Por Rogério Coutinho
AMARO FREITAS – Y’Y
Um rio que nasceu na cruel periferia do Recife e deságua nas águas da Amazônia. Esse é um roteiro de viagem possível quando se ouve o quarto disco do pianista pernambucano Amaro Freitas, Y’Y (2024). Um jazzista improvável, que cresceu entre o gospel, o funk e o rap e que teve sua vida transformada após um DVD de Chick Corea chegar em suas mãos.
A estreia de Amaro veio com Sangue Negro (2016), marcado pela fusão do jazz com ritmos nordestinos e que abriu caminho para sua inserção no circuito internacional de jazz. Rasif (2018), cujo título em árabe homenageia sua cidade natal, aprofunda a influência do baião, frevo e coco na polirritmia de seu jazz. Em Sankofa (2021), Freitas completa um percurso de pessoas, lugares e filosofias da história negra brasileira, muitos dos quais ignorados pela história oficial.
Y’Y traz o encontro do jazzista com o mundo amazônico, que potencializou sua música com elementos da cultura da floresta. O título vem da expressão para água do dialeto da comunidade indígena amazonense Sateré Mawé. E é de maneira fluida, como água, que o piano de Amaro constrói uma suíte amazônica no lado A, que recupera a ancestralidade e as lendas da floresta. O piano e a percussão se entrelaçam nas faixas “Mapinguari (Encantado da mata)” e “Uiara (Encantada da água) – Vida e cura”. Enquanto Mapinguari, nas palavras de Amaro, se trata de “um gigante faminto e peludo, com um olho e uma boca enorme no umbigo, que vagueia pela floresta em busca de comida”, Uiara é o boto-cor-de-rosa, o princípio feminino das águas.
A conexão Nordeste-Amazônia já tinha sido feita pelo conterrâneo Naná Vasconcelos em Amazonas (1973), o homenageado em “Viva Naná” e que serviu, de alguma maneira, como guia para Amaro, que usa um piano bastante percussivo ao longo do disco. “Dança dos Martelos” lembra que, no final das contas, o piano é um instrumento de percussão. Ou, mais tecnicamente, de cordas percutivas. Raras vezes um piano soou mais indígena, mais amazônico.

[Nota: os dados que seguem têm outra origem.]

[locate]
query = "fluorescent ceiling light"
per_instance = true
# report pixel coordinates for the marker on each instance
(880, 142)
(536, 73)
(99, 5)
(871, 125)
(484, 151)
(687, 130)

“Sonho Ancestral” é um momento mais lúdico, com direito a citação de “Asa Branca”, que surge como uma possível lembrança de infância, fundindo as bacias do São Francisco e do Amazonas em uma coisa só.
Abrindo o lado B, a faixa-título “Y’Y” (pronuncia-se “iê iê”), trazendo a flauta do britânico-barbadiano Shabaka Hutchings, que representa um “encontro das águas” com o piano de Freitas, como se o rio amazônico desaguasse no litoral pernambucano. “Mar de Cirandeiras” é uma homenagem às cirandas de Pernambuco, uma expressão cultural popularizada por Lia de Itamaracá e pelo Quinteto Violado, entre outros, que aqui ganha a companhia da guitarra do norte-americano Jeff Parker. As reminiscências da terra natal de Amaro levam a um tributo à figura materna, Dona Rosilda, na faixa “Gloriosa”, pontuada pela harpa de Brandee Younger, a primeira mulher negra a ser nomeada para um Grammy de melhor composição instrumental.
Por fim, “Encantados” retoma a abordagem de trio jazzístico bastante comum em trabalhos anteriores de Freitas, com a adição da flauta de Hutchings. A busca pela ancestralidade nas águas amazônicas e nos mares pernambucanos encontra a aldeia global negra do jazz, fruto da diáspora africana. Amaro Freitas aponta para o futuro, sem perder suas tradições afro-brasileiras.
Rogério Coutinho é gestor e produtor cultural, com trabalhos em museus e patrimônio, além de comunicólogo e publicitário. Colaborador eventual da Diversos Afins, apresenta o podcast Gramofone junto ao editor Fabrício Brandão. É o criador e responsável pela Rádio Nove.